Bob è il tipico personaggio a cui inizialmente nessuno presta davvero attenzione. Un po’ perché appare random, un po’ perché sembra messo lì a cornice di un quadro familiare piuttosto delicato, Bob emerge lentamente con l’avanzare dei minuti, trasformandosi ben presto da elemento relegato a siparietti tragicomici ad eroe romantico disposto a dare la vita per le persone care. Un sacrificio estremo ma necessario per la salvezza di tutti, ci tocca riconoscerlo nonostante copiose lacrime di righino il viso per il dispiacere di aver dovuto dire addio troppo presto a un personaggio che, in punta di piedi, aveva fatto breccia nei nostri cuori.

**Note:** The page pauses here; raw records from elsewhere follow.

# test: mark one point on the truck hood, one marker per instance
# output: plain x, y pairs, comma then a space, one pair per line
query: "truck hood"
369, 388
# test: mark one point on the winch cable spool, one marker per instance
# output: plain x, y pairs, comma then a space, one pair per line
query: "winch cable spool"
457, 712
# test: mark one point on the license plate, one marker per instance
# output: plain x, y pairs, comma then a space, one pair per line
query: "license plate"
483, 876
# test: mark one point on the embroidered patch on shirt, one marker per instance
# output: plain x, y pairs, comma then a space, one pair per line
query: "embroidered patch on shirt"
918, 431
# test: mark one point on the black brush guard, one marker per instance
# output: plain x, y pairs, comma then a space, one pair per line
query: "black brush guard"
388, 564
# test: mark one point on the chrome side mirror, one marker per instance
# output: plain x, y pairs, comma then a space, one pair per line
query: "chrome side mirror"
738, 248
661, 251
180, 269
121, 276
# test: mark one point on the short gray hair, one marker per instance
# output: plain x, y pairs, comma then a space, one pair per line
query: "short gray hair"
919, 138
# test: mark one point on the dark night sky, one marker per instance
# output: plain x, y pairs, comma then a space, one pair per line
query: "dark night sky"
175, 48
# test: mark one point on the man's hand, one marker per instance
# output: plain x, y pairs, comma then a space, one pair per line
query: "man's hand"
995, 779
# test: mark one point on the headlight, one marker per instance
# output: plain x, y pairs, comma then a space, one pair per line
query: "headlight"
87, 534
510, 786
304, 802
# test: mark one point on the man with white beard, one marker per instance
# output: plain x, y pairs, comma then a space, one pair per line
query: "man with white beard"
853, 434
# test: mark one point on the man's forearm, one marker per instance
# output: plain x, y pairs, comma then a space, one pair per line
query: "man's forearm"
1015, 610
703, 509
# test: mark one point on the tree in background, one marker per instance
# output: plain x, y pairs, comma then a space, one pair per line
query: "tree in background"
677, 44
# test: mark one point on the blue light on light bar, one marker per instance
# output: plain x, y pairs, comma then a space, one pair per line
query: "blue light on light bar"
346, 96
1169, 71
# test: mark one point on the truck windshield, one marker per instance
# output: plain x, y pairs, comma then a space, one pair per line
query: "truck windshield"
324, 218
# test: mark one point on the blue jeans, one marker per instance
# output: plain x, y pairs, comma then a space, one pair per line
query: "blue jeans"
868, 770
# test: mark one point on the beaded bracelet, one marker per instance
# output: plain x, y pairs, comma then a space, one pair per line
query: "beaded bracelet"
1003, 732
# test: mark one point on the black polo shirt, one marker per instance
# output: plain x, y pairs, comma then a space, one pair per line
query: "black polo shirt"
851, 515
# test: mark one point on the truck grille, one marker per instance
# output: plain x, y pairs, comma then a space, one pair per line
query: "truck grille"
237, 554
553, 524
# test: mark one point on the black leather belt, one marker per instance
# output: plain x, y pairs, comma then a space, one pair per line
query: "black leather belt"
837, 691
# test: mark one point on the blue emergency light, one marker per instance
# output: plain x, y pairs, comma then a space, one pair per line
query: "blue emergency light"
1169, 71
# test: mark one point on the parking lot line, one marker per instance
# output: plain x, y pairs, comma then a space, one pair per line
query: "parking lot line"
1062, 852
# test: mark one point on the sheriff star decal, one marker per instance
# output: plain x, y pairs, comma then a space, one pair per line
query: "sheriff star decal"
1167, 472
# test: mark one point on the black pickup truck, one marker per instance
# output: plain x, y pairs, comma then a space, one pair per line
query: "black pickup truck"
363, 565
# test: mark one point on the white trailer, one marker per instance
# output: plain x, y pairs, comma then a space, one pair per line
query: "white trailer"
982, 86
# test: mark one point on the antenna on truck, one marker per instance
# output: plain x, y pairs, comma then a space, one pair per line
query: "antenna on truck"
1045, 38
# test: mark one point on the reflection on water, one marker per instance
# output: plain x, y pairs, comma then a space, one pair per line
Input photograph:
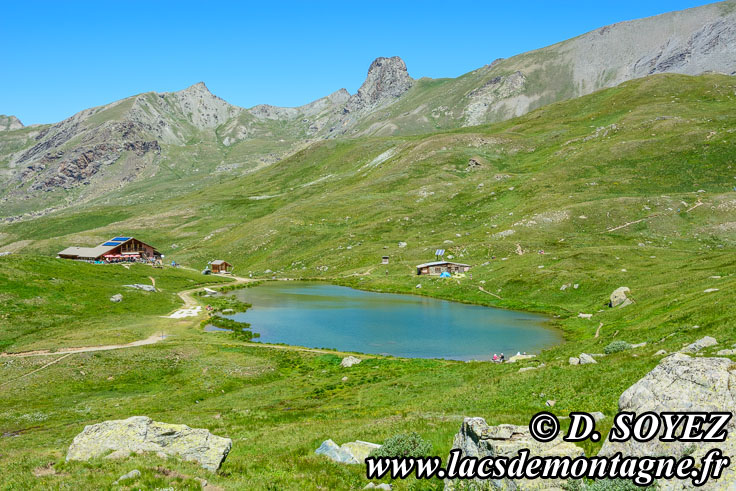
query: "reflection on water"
327, 316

Dopo uno scontro da cardiopalma tra il Bene e il Male, l’ultimo episodio ci regala un finale piuttosto riposante, dove ogni elemento trova la sua esatta collocazione, anche il doveroso commiato alla sfortunata Barb.

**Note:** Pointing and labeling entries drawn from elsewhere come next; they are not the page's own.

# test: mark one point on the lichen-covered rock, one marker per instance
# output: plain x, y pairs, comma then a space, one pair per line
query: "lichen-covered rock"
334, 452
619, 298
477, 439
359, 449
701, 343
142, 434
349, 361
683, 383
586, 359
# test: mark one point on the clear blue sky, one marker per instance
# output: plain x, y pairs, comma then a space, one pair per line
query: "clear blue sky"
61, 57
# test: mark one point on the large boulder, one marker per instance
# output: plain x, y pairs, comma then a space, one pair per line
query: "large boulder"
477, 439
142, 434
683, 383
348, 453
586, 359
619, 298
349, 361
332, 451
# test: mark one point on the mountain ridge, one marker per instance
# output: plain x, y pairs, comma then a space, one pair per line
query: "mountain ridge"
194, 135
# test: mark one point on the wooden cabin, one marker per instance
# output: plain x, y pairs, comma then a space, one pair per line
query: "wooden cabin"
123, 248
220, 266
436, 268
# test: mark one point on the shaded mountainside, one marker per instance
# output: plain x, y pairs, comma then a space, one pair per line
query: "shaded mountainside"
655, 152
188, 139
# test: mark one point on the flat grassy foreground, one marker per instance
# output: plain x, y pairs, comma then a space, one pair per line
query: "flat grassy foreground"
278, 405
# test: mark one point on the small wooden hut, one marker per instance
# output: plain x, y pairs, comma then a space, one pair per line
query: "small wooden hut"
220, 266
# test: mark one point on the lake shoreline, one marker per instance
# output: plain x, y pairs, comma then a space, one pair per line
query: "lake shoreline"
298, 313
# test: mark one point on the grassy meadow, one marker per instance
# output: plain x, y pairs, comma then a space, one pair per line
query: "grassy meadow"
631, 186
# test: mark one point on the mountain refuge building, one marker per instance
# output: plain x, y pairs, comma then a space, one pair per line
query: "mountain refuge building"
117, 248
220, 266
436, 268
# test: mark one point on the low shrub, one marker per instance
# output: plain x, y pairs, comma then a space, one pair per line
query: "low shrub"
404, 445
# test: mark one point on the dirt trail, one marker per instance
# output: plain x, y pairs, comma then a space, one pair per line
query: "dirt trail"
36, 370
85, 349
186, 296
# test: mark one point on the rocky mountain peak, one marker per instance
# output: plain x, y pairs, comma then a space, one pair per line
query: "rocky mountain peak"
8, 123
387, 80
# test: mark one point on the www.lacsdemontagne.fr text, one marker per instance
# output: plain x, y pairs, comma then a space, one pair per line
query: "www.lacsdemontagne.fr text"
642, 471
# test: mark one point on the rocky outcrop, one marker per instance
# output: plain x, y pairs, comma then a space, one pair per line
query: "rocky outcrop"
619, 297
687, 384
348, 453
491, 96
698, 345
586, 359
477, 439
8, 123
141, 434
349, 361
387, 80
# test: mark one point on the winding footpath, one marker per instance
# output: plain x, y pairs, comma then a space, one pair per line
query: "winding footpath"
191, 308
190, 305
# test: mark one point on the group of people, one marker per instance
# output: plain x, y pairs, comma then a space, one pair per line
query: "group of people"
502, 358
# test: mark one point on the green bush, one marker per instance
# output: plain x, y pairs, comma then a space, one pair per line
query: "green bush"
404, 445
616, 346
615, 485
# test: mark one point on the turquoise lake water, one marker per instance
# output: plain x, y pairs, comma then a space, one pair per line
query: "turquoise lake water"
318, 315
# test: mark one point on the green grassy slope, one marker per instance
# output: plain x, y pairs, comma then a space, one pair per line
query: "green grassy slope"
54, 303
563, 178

Nonostante l’inganno sia dietro l’angolo (o meglio sopra le nostre/loro teste) e svelato in un cliffhanger finale di grandissimo effetto, la seconda stagione chiude il suo percorso magnificamente, riallacciandosi con cura e coerenza con i filoni narrativi avviati con la prima stagione.
L’intelligenza e la maestria con cui i fratelli Duffer continuano a imbastire le storie degli abitanti di Hawkins confezionano al pubblico un prodotto di alta qualità, godibile ed entusiasmante che diverte, inquieta, commuove, fa imprecare e fa innamorare senza mai cadere nell’oblio del banale e dello scontato.
L’intero cast, a partire dalla già acclamata Millie Bobby Brown, passando per Noah Schnapp, l’eccezionale interprete del piccolo Will, per arrivare ad una Winona Ryder più in forma che mai, si conferma ancora una volta una solida certezza in termini di bravura e affiatamento corale.
D&D ci hanno deliziato di con una seconda stagione che ha saputo mantenere alto l’hype e soddisfare appieno le aspettative di un pubblico desideroso di lasciarsi travolgere e coinvolgere così intensamente da assottigliare i confini tra realtà e fantasia.